I ordered parts to build this thing more permanently, and they arrived today. The IR receiver is a TSOP38238, which works on 3.3 V (no more dropping diodes!), and the LED is a TSAL6400, which has known specs allowing me to calculate the right resistor to get about 20 mA (roughly 120 Ω).
Now all that's left to do is make an enclosure for it. I'll be sure to leave a nice big hole for the LED to fit through, so its leads can be bent to aim at the TV's IR receiver.
Yesterday I found a minor bug in the firmware. When the translator saw the NEC power signal, then saw some other signal before the receiver stopped seeing anything, an odd state was reached. The translator would have its LED stuck on, and it would never transmit the RC5 power signal. I looked into it today, and found the cause. Every time a code was received, we checked that the signal was still correct. If it wasn't, the LED wasn't turned off and nothing was transmitted. Therefore, the last code in a burst had to be correct for translation to be completed. That's not the best behavior though, since once we've seen a power code we know the button has been pressed, so we should transmit as soon as we can. The fix was very simple, and has been pushed to the repository.
In other news, the parts to build a more permanent unit should arrive on Monday. I'll be able to get this thing off of a breadboard, onto some perfboard, and into an enclosure!
The IR receivers I had on hand all required 5 V, so I used two diodes to get a safe level for the microcontroller. The electrical tape is just to make the power LED less obnoxious. Soon I'll buy parts specifically for this project and build it in a more permanent way, and I won't need those diodes anymore.
The last example linked above, the IR reading code, needed some work. Mr. Guglielmi reverse-engineered the NEC protocol, apparently not bothering to find out exactly what protocol he was reverse-engineering. As such, some of his timings were wrong, and his code needed a repeat signal to be sent before it sent an event telling the rest of the code that a button press had been seen.

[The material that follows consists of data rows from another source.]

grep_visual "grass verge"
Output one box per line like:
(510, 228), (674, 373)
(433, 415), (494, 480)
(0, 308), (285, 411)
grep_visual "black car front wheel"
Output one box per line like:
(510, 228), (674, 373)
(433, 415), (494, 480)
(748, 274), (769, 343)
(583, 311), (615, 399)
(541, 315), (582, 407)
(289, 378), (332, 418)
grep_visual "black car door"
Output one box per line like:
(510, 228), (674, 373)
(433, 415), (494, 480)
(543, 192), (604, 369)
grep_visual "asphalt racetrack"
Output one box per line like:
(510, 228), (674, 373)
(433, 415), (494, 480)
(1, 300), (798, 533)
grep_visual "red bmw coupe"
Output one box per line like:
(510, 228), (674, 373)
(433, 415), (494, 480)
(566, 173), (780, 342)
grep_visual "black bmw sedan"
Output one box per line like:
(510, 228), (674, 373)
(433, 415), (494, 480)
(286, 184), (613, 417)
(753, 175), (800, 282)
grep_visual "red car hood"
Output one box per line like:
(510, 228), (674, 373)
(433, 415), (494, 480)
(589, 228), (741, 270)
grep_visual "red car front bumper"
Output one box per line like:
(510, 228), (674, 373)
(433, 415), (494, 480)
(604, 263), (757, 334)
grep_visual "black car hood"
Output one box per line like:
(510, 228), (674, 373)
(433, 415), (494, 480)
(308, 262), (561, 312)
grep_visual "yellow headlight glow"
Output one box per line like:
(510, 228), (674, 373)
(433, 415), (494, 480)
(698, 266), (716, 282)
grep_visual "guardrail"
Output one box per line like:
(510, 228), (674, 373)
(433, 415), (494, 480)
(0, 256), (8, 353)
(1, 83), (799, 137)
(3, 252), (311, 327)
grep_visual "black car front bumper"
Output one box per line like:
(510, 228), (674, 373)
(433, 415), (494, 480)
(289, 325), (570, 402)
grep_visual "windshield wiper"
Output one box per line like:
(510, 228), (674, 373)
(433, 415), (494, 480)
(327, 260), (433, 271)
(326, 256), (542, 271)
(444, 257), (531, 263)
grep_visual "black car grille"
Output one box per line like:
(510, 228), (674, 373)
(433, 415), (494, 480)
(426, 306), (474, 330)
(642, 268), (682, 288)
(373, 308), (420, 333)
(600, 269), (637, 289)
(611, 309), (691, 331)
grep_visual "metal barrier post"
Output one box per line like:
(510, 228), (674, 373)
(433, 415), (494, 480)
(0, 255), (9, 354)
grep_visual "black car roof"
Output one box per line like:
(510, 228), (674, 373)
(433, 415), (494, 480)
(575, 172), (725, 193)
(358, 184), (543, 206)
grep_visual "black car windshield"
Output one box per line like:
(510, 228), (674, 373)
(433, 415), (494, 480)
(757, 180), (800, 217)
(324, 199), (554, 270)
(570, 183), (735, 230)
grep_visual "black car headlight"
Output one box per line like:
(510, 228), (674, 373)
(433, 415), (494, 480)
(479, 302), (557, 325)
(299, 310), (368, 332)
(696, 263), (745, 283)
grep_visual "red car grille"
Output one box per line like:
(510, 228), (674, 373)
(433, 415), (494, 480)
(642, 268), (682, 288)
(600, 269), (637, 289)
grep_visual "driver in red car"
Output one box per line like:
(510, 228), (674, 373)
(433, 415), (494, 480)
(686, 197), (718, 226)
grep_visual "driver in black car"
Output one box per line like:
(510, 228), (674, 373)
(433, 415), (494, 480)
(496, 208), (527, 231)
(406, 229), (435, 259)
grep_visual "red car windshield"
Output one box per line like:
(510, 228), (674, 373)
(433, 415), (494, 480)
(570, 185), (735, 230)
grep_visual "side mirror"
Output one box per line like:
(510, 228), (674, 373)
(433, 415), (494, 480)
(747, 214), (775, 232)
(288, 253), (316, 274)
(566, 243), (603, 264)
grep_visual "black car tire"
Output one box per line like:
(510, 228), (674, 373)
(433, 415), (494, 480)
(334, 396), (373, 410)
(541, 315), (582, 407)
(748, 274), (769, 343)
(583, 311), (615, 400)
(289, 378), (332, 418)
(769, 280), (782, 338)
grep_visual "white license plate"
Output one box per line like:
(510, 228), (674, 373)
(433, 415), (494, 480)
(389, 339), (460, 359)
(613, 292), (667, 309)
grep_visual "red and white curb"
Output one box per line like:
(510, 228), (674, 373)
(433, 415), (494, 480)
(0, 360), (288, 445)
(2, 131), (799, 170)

I fixed those problems last night, and the device works pretty well now. You can check out the firmware from my Git repository, and the one C source code file says what pins are used. I might release a more formal hardware design if anyone else is interested in making a device like this.
The first step for this project was to figure out just what exactly the two remote control codes involved are. To do this, I built an ugly version of the "silver bullet".
With this new weapon at hand, I pointed a remote control at it and pressed the power button. A pretty nice signal appeared, which I recorded on the scope and analyzed.
After a bit of research, I determined that this is the NEC Infrared Transmission Protocol. With this knowledge, I easily decoded the address 0x80 and data 0x18. I'll have to listen for this signal, and transmit the other remote's power button code when it's received.
Speaking of which, what exactly is the other remote's signal? Using a similar technique, I found that it was using the RC5 Infrared Transmission Protocol. The address is 0x00, and the data is 0x0C. All the signals from this remote control seemed to be at about 106.6% of the normal speed for RC5, which interestingly made the carrier frequency 38 kHz instead of RC5's normal 36 kHz. Whether this was intentional or not, I don't know. Since this is the signal I'll be generating, I can try it both ways to see if the TV receives either one significantly more reliably.